Surreal, the dev house behind The Suffering horror games for Midway, hired former Cracked magazine editor Jay Pinkerton to bring this tongue-in-cheek take on the Vegas lifestyle to gamers. In the game’s story line, you get off the bus in Vegas with $50 in your pocket. You build up your rep through your new acquaintance Joey Nissan, a Vegas “entrepreneur” who introduces you to the “in crowd.” The nemesis of this game, fast food tycoon Preston Boyer, wants to rid Vegas of its night clubs and strip clubs and turn it into a family-friendly destination. It’s your objective to stop him from ruining The Strip. But how you go about doing it is completely up to you.
The game’s open world set-up allows you to do pretty much anything that an M-rated game will allow—which still means this game will be more tame than your typical National Lampoon R-rated flick.
“Sex, we’re doing more in a tongue-in-cheek kind of way,” said Alan Patmore, executive producer of the game. “We allude to sex. We’re not about having gratuitous sex. Our tone is more humorous so we’ll do things like cut the camera away and you’ll hear the girl moaning and the player character will come out with a cigarette. That’s in a cutscene.” Cliffy B would be disappointed.

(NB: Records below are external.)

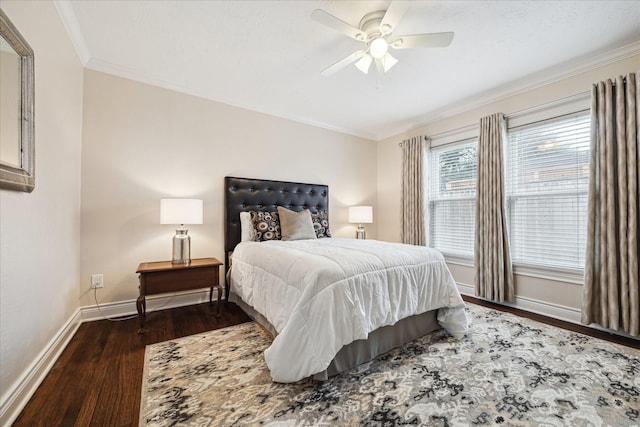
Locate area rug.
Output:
[140,304,640,426]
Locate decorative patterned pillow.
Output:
[249,211,280,242]
[311,211,331,239]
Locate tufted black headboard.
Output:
[224,176,329,296]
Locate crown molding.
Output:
[404,41,640,136]
[53,0,91,67]
[85,58,378,141]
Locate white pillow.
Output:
[278,206,316,240]
[240,212,256,242]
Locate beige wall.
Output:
[378,56,640,311]
[0,0,82,408]
[80,70,377,309]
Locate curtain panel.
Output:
[400,136,427,246]
[581,73,640,336]
[474,113,515,302]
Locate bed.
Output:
[225,177,467,382]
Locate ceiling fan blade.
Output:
[380,1,409,34]
[311,9,367,41]
[389,32,453,49]
[320,50,367,76]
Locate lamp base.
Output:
[171,228,191,265]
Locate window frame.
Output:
[503,108,590,284]
[425,137,478,266]
[425,92,590,285]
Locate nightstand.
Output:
[136,258,222,334]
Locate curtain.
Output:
[400,136,427,246]
[474,113,515,302]
[581,73,640,336]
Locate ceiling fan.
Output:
[311,1,453,76]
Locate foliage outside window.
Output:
[428,140,478,257]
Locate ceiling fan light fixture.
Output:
[356,53,373,74]
[369,37,389,59]
[380,53,398,73]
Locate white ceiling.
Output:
[56,0,640,140]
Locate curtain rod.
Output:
[398,135,429,148]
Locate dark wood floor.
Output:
[13,302,250,427]
[14,297,640,427]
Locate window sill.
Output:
[513,263,584,286]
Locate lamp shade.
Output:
[349,206,373,224]
[160,199,202,224]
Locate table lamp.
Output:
[160,199,202,264]
[349,206,373,239]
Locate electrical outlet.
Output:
[91,274,104,288]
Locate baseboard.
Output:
[0,309,82,426]
[457,282,581,324]
[80,290,212,322]
[0,290,217,426]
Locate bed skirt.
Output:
[229,292,440,381]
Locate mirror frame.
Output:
[0,9,36,193]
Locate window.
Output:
[505,111,590,270]
[427,139,478,258]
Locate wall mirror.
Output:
[0,9,35,192]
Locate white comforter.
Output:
[230,238,467,382]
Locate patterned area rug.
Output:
[140,304,640,426]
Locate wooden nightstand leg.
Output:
[136,295,147,334]
[216,284,222,317]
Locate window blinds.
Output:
[505,111,590,269]
[428,139,478,258]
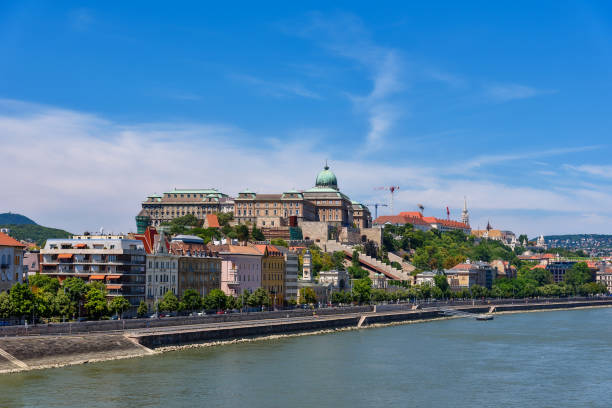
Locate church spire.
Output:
[461,196,470,225]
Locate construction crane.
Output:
[374,186,399,215]
[365,203,388,219]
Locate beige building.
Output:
[0,232,25,292]
[444,261,495,291]
[136,188,233,234]
[352,201,372,229]
[234,165,358,228]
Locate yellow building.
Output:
[255,245,285,306]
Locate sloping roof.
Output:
[206,214,221,228]
[374,215,429,226]
[0,232,25,248]
[227,245,261,255]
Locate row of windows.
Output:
[236,201,301,208]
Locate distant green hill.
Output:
[0,223,72,246]
[0,213,36,225]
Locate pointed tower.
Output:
[461,197,470,225]
[302,250,312,282]
[154,228,168,254]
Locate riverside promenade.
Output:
[0,298,612,373]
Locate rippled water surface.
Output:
[0,309,612,408]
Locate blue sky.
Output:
[0,1,612,235]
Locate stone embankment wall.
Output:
[0,299,612,373]
[0,306,373,337]
[0,334,152,373]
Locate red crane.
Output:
[374,186,399,215]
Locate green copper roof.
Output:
[315,165,338,189]
[164,188,225,195]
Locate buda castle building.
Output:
[234,165,372,228]
[136,164,372,233]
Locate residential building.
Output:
[595,261,612,293]
[276,246,299,301]
[0,232,25,292]
[254,245,285,306]
[40,238,146,310]
[546,260,577,283]
[211,244,263,296]
[444,261,495,291]
[319,269,352,292]
[177,253,221,297]
[136,188,233,234]
[374,211,471,234]
[352,201,372,229]
[414,271,437,286]
[491,259,516,279]
[472,222,517,247]
[23,250,40,279]
[234,165,358,228]
[145,230,179,310]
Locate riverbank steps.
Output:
[0,299,612,374]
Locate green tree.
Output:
[28,274,60,293]
[204,289,227,310]
[353,278,372,303]
[62,276,87,303]
[270,238,289,248]
[84,285,108,319]
[331,251,345,271]
[108,296,130,318]
[33,288,55,318]
[470,285,488,299]
[158,290,179,312]
[9,283,34,318]
[181,289,202,310]
[563,262,593,290]
[300,288,317,305]
[53,290,76,319]
[434,274,450,296]
[251,224,266,241]
[247,288,270,307]
[234,224,249,242]
[0,292,13,319]
[136,300,149,317]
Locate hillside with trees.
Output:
[0,213,72,246]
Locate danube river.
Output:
[0,309,612,408]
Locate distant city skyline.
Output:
[0,1,612,237]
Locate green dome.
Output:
[315,165,338,190]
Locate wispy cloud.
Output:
[69,8,94,31]
[484,84,552,102]
[462,145,601,169]
[0,100,612,234]
[230,74,321,99]
[564,164,612,179]
[290,13,405,150]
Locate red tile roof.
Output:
[374,214,429,226]
[0,232,25,248]
[206,214,221,228]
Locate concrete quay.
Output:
[0,299,612,373]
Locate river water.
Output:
[0,309,612,408]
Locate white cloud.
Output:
[564,164,612,178]
[0,101,612,234]
[292,14,405,150]
[232,75,321,99]
[485,84,550,102]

Mini games, referred to as “gigs” pop up all over Vegas. Tasks range from running wet t-shirt contests as a bartender to recruiting strippers for a dance club–the type of thing that Vegas is known for, or at least, stereotyped.

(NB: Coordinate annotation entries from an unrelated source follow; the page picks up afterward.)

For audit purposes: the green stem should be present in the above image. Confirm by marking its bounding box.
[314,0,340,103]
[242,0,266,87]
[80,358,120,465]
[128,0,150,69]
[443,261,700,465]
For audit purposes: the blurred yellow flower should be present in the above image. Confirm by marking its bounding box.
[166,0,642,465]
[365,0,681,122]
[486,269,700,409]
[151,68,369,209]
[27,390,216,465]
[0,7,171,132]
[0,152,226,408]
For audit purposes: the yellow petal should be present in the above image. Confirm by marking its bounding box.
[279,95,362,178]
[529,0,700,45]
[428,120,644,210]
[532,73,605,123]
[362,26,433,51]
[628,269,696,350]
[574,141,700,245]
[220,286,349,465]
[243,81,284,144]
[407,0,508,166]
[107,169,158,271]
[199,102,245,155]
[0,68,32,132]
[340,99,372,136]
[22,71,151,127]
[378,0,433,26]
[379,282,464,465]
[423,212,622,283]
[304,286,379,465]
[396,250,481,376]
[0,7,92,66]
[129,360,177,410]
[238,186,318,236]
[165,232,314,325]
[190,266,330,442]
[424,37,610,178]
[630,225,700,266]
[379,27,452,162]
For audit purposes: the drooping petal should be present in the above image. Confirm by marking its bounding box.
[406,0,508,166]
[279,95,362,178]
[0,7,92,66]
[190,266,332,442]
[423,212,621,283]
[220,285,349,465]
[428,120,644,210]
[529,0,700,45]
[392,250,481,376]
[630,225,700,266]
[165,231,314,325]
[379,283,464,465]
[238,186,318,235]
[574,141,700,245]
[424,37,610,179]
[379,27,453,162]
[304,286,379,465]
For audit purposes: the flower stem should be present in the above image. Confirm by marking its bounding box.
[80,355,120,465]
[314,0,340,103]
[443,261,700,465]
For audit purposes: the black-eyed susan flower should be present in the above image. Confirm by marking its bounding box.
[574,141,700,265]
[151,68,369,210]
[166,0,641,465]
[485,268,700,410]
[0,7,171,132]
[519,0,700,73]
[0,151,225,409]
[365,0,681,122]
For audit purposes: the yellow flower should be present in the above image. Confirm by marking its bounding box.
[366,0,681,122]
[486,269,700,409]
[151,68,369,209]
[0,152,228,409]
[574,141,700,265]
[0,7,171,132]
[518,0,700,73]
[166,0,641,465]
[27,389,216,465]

“Joey Nissan’s always has these hairbrained schemes,” explained Patmore. “He gets you involved in a Mexican wrestling fighting circuit. And then later on you’re involved in male stripping and you have to do specific dance moves in front of a cheering crowd of women and they’re throwing money at you.”
There is of course the prerequisite gambling. Play at high-stakes tables with $50,000 per hand limits. Those who want to sway the odds in their favor can cheat with gadgets like special glasses that see marked cards. Just watch out for the pit boss, because he’ll take you outside and kick your ass if you get caught.
The one aspect of Sin City this game doesn’t cover? It’s already too late. The place got turned into Disney Land around 20 years ago, only less fake breasts. More on Vegas when it hits shelves this winter.